Come è facilmente intuibile dal suo nome, questa acqua minerale proviene dalle Isole Fiji, paradisiaco Stato insulare dell’Oceania, caratterizzato da ben trecentoventidue isole di cui centosei abitate permanentemente. Questo presunto nettare degli Dei viene imbottigliato sull’isola di Viti Levu, la più grande delle isole che compongono l’arcipelago delle Fiji. Qui sorge una falda artesiana (corpo idrico costituito da acqua che occupa un quantitativo di rocce e/o sedimenti sfruttandone le fessure o i pori tra le particelle, cit. Wikipedia) sul limitare della foresta tropicale a migliaia di chilometri dall’inquinamento industriale. Ciò permette a quest’acqua di essere ricca di silice, minerale fondamentale per rinforzare ossa, denti e capelli.
E’ quindi facile intuire perché la Fiji Water sia diventata ben presto l’acqua preferita dalle stelle di Hollywood nonché una delle acque importate più venduta negli USA: da Barack Obama a Paris Hilton, la quale se la faceva arrivare imbottigliata in giornata. In Italia non è così facile da reperire, anche per il suo costo: una confezione da dodici bottiglie da un litro cadauna costa 109,90 euro.
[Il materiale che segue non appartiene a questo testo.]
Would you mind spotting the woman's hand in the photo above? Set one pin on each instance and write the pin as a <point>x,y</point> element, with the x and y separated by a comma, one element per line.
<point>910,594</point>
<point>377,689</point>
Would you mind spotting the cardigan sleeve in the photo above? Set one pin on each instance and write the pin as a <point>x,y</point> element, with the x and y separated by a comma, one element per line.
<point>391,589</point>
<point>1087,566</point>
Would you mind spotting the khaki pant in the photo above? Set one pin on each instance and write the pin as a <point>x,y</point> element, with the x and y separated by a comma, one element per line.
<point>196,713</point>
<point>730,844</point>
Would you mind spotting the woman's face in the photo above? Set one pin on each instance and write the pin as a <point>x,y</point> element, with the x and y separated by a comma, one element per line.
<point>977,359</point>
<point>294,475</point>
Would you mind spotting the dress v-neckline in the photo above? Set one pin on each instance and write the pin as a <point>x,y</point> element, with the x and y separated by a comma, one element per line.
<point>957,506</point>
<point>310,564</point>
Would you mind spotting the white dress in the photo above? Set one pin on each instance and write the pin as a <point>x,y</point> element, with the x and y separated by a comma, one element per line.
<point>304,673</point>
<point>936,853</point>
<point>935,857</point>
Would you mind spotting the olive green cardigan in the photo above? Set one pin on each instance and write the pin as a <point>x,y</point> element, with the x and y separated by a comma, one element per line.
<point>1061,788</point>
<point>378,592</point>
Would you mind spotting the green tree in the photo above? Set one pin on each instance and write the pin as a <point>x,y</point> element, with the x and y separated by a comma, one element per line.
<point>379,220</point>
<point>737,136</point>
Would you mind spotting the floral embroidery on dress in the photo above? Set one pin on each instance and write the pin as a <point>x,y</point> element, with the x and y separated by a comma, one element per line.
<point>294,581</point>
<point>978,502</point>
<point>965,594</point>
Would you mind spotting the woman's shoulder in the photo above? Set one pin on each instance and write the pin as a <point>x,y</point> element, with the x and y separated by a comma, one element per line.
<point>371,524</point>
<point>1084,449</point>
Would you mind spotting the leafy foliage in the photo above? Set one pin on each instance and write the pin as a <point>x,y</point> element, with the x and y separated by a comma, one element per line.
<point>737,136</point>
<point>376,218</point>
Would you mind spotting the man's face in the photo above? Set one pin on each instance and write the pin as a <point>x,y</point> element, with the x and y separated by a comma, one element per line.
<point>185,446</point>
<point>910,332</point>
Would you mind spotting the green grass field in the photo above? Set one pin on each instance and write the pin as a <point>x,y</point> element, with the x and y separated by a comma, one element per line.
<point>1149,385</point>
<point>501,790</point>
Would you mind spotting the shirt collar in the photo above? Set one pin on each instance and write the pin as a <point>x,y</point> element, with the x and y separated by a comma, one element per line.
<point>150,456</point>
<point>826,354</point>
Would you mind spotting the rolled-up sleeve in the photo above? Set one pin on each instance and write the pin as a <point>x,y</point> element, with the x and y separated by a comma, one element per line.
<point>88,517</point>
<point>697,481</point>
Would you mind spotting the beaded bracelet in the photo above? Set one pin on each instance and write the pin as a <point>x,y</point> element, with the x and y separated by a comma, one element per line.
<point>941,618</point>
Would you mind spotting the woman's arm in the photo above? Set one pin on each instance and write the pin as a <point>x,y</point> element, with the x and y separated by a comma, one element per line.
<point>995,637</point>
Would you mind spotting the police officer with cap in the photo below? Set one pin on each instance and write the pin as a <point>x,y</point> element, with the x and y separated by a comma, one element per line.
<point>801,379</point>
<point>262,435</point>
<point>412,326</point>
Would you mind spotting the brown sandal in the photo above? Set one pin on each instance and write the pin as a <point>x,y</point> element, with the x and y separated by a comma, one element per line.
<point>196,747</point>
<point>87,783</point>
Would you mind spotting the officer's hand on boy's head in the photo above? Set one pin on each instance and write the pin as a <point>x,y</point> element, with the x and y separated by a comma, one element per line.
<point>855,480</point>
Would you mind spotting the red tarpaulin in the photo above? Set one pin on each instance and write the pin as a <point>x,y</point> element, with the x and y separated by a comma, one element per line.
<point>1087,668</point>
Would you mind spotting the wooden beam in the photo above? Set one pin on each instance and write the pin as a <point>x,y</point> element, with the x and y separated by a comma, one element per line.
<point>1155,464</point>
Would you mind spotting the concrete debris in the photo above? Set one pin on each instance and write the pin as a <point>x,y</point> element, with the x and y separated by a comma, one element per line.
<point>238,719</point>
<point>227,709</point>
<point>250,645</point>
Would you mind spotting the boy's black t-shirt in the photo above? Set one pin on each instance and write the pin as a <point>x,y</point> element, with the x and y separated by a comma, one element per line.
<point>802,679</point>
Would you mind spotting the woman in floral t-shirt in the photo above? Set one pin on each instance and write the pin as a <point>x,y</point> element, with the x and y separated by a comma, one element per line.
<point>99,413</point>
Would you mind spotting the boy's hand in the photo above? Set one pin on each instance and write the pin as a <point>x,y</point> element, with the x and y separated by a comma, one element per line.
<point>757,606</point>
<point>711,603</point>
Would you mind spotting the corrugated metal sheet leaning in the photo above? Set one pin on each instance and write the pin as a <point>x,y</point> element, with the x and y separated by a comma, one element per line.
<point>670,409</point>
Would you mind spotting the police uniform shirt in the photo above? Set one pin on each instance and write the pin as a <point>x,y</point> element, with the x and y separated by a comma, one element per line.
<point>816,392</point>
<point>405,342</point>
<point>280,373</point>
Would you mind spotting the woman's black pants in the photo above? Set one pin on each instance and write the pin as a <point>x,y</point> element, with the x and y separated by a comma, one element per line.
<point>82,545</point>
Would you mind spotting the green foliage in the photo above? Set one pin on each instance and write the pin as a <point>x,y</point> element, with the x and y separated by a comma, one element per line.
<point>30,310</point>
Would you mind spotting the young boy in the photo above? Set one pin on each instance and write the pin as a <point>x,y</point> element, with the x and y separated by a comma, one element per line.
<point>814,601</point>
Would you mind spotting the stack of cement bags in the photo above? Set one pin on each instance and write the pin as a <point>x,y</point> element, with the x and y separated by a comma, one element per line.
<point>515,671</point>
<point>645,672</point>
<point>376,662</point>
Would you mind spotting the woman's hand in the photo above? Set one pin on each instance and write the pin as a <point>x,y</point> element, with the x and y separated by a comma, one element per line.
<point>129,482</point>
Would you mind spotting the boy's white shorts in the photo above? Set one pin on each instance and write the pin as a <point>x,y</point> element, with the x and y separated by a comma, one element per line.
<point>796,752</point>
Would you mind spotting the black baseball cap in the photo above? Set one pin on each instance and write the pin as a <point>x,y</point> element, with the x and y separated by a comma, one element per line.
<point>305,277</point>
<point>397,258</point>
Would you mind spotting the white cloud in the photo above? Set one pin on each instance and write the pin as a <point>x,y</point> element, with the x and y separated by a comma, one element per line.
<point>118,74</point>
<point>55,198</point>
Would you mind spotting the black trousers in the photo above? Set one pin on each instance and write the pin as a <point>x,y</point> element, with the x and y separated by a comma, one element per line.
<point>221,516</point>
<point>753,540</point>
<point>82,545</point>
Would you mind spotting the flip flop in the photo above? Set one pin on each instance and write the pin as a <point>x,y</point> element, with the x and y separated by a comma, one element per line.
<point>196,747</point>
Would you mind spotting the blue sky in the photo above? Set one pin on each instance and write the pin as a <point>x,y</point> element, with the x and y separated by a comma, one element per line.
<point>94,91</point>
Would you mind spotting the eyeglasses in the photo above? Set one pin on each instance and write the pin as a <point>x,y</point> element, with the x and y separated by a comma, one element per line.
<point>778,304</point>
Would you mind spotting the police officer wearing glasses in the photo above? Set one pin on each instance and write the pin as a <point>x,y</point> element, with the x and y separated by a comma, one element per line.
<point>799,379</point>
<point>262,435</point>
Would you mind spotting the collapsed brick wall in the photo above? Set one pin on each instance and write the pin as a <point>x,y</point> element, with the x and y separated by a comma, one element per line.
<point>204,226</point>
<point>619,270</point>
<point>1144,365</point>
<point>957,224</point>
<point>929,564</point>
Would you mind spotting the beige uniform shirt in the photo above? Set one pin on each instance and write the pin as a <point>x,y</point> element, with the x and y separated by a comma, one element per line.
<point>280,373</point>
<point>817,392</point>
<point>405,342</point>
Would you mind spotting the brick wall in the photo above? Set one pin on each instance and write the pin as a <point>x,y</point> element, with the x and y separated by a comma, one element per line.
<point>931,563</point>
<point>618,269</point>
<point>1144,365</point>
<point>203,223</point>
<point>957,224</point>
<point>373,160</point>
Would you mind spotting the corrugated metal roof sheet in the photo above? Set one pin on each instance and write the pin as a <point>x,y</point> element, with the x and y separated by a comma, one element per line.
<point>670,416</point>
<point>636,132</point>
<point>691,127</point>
Vero e proprio oro bianco liquido che rimpingua le tasche dell’azienda fondata nel 1996 dall’imprenditore canadese David Gilmour (non il chitarrista dei Pink Floyd) andando a creare un giro d’affari impressionante.
Tutta questa remunerativa situazione però non è stata priva di polemiche: la prima riguarda la giunta militare che governa l’isola con il pugno di ferro: la società estrae più di 3,5 milioni di litri d’acqua al mese (dati alla mano) e la giunta militare ha deciso di applicare una tassa sulle risorse idriche che varia da un terzo a quindici centesimi di dollari figiani per litro. Oltretutto ogni formato della Fiji Water viene messa in commercio in bottiglie di plastica che, in questi tempi di attenzione per l’ambiente, non è il massimo per un tipo di azienda che punta tutto sulla totale purezza della provenienza incontaminata del suo prodotto. La situazione assume ulteriori connotati grotteschi se si pensa che la popolazione locale non ha accesso ad una rete idrica degna di essere definita tale. L’ennesimo episodio dove conta solo il business che genera un sacco di fatturato e costose minzioni d’autore.